Why NoC Verification Is Becoming a First-Order SoC Risk

For a long time, on-chip interconnect was treated as background infrastructure. It mattered, but it was rarely the first thing people worried about when they thought about system risk. That is changing. In modern SoCs, especially those built for AI, high-performance computing, networking, and advanced automotive systems, the interconnect is no longer just plumbing. It is part of the product’s performance, scalability, and correctness story.

One reason is simple. Chips now integrate far more blocks than older architectures were ever meant to support efficiently. Traditional buses and even large crossbars start to break down as the number of communicating elements rises. Bandwidth pressure increases, arbitration becomes more difficult, and scaling costs grow quickly. That is why network-on-chip architectures are displacing buses and crossbars in larger SoCs. A NoC replaces centralized interconnect with a packet-based network of routers and links distributed across the chip, allowing data to move more efficiently between cores, accelerators, memory subsystems, and peripherals.

That shift is being accelerated by the AI era. NoC complexity is not rising just because we can fit more logic on a die. It is rising because AI-era SoCs need more cores, more memory bandwidth, more specialized engines, and more types of traffic moving correctly across the chip at once. In these designs, communication architecture directly affects throughput, latency, quality of service, power, and cost. As systems become more heterogeneous, the interconnect stops being a secondary implementation detail and starts becoming a first-order architectural concern.

NoC adoption is also being driven by a more practical business need: derivative design. Companies increasingly want to create related chips by mixing and matching IP blocks, scaling subsystems, and responding to changing customer requirements without redesigning the entire fabric each time. A flexible packet-based interconnect makes that much more feasible. It improves design velocity, encourages reuse, and reduces the risk that each new product variant will trigger disproportionate rework.

That is also why NoC verification has become so important. A NoC is not just a collection of wires. It is an active distributed system made up of routers, switches, arbiters, buffers, routing rules, and endpoint behaviors. It has to move data correctly, preserve ordering where required, avoid deadlock and livelock, and continue making forward progress under heavy and highly variable traffic. Those are not easy properties to validate exhaustively with traditional simulation alone, especially once the network is configured for a specific SoC and integrated with real endpoint behavior.

Trusted NoC generators reduce manual design effort, but they do not remove the need for verification. The real risk sits in the configured and integrated network inside the SoC: its topology, traffic classes, QoS rules, wrappers, bridges, and endpoint interactions. Automation helps build the fabric. Verification proves that the instantiated fabric behaves correctly under real conditions.

And the hardest NoC problems are exactly the kinds of problems that simulation can struggle to close convincingly. Deadlock, livelock, starvation, and forward-progress failures may sit behind corner conditions that are difficult to stimulate intentionally and expensive to cover through brute-force regressions. Formal methods matter here because they can prove properties such as deadlock freedom or progress under the modeled assumptions, rather than only sampling behavior through tests. That is why formal verification keeps showing up in NoC literature and current industry practice. It is not replacing simulation. It is addressing a different class of verification risk.

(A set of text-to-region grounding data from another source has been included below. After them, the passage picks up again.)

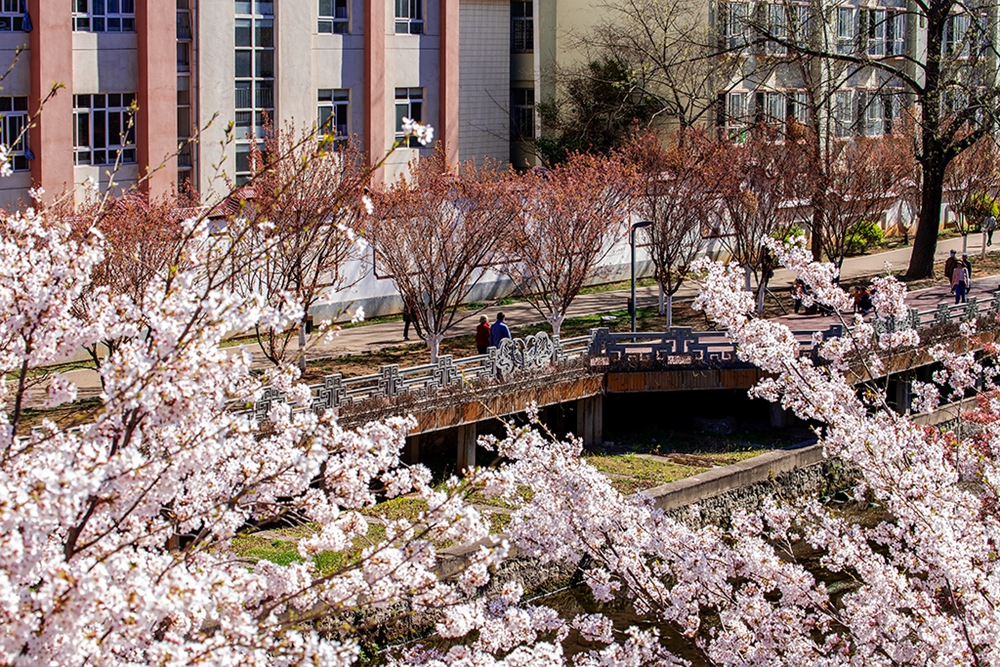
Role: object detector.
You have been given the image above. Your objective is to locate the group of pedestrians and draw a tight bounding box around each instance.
[402,298,513,354]
[475,312,511,354]
[944,249,974,304]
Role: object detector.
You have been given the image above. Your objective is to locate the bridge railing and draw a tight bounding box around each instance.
[250,289,1000,421]
[251,332,593,421]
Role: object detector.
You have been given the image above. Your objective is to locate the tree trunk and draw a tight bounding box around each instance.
[298,324,307,372]
[905,163,945,280]
[658,284,665,316]
[666,294,673,328]
[427,333,442,363]
[551,312,563,340]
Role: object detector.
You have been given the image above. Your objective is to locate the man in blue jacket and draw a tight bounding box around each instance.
[489,312,512,348]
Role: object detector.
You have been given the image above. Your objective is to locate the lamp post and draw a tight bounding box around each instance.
[630,221,653,333]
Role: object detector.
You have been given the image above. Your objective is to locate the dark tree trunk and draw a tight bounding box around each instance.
[905,162,945,280]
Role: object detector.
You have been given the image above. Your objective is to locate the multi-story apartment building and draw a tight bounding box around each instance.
[0,0,515,210]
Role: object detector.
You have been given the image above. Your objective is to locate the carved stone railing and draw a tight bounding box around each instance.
[249,289,1000,421]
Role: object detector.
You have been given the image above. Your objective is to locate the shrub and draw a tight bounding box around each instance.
[844,219,884,255]
[958,191,999,231]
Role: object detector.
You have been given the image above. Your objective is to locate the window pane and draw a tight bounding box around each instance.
[94,110,107,148]
[255,20,273,47]
[319,0,333,15]
[235,50,252,77]
[255,49,273,78]
[235,19,252,46]
[108,110,121,146]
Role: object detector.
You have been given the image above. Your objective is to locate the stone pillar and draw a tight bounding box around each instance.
[456,423,476,472]
[769,403,790,428]
[894,375,911,414]
[404,434,421,465]
[576,395,603,448]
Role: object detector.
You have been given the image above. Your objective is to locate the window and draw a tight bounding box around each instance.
[787,91,809,124]
[789,4,809,47]
[856,91,885,135]
[0,0,25,31]
[763,91,786,122]
[0,96,29,171]
[73,0,136,32]
[510,87,534,140]
[236,2,274,184]
[886,10,905,55]
[73,93,137,166]
[319,0,348,33]
[395,87,424,147]
[395,0,422,34]
[833,90,853,138]
[318,89,349,139]
[944,13,970,56]
[511,1,533,53]
[765,4,786,55]
[719,2,750,51]
[836,7,856,54]
[862,9,886,56]
[717,91,750,139]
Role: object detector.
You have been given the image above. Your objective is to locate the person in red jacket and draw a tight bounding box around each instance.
[475,315,491,354]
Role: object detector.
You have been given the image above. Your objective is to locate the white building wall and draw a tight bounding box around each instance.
[458,0,510,165]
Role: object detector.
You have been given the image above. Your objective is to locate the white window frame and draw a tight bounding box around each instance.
[510,87,535,140]
[724,91,751,139]
[865,8,886,56]
[73,0,136,32]
[862,92,885,135]
[790,4,810,47]
[395,0,423,34]
[766,4,787,55]
[0,0,25,31]
[836,7,856,54]
[318,89,350,139]
[764,91,786,122]
[511,0,533,53]
[0,96,29,171]
[944,13,971,56]
[834,90,853,138]
[787,90,809,124]
[235,2,274,185]
[318,0,349,33]
[72,93,137,166]
[720,2,751,51]
[886,10,905,55]
[395,87,424,148]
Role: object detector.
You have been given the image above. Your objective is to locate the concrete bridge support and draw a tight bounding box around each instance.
[404,434,421,465]
[576,395,603,448]
[457,423,477,472]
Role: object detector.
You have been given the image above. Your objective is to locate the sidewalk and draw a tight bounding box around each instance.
[40,234,993,407]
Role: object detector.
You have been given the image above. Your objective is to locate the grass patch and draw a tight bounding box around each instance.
[583,453,706,495]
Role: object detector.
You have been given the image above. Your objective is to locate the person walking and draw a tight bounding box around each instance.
[985,213,997,246]
[952,263,970,305]
[489,312,512,348]
[944,249,958,292]
[962,252,973,277]
[402,298,422,341]
[791,280,805,314]
[475,315,491,354]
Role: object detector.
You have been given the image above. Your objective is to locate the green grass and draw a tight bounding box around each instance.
[583,453,707,495]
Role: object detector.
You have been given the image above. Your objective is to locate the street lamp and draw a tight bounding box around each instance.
[630,220,653,333]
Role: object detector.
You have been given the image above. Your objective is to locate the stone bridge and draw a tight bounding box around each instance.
[249,291,1000,470]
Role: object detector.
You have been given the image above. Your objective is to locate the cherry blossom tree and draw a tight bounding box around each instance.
[500,152,636,339]
[627,130,726,327]
[943,136,1000,254]
[821,134,911,265]
[367,147,518,361]
[716,128,805,313]
[231,125,370,370]
[0,203,502,666]
[66,192,187,381]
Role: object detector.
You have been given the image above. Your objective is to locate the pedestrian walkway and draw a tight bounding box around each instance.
[33,234,994,408]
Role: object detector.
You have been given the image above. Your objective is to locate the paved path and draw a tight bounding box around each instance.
[34,234,995,409]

This is also where more targeted approaches are becoming relevant. For example, Axiomise recently announced nocProve, an example of a more targeted approach to NoC verification. This approach packages formal verification around a specific class of interconnect problems where traditional methods struggle. Used that way, formal is less a theoretical ideal and more a practical way to improve confidence in one of the hardest parts of the SoC.

As SoCs become more modular and communication-driven, the interconnect is carrying a growing share of overall system risk. Teams that still treat NoC verification as a niche or downstream concern may find themselves confronting emergent system behavior much later in the cycle, after architecture choices have already been committed. The interconnect is becoming too central to be verified informally.

NoC verification is becoming a first-order SoC risk. Not because vendors are untrustworthy, and not because simulation has stopped mattering, but because modern SoCs are increasingly defined by how well their internal systems communicate under real conditions. The companies that recognize this early will be better positioned to scale SoC complexity without scaling interconnect risk as well.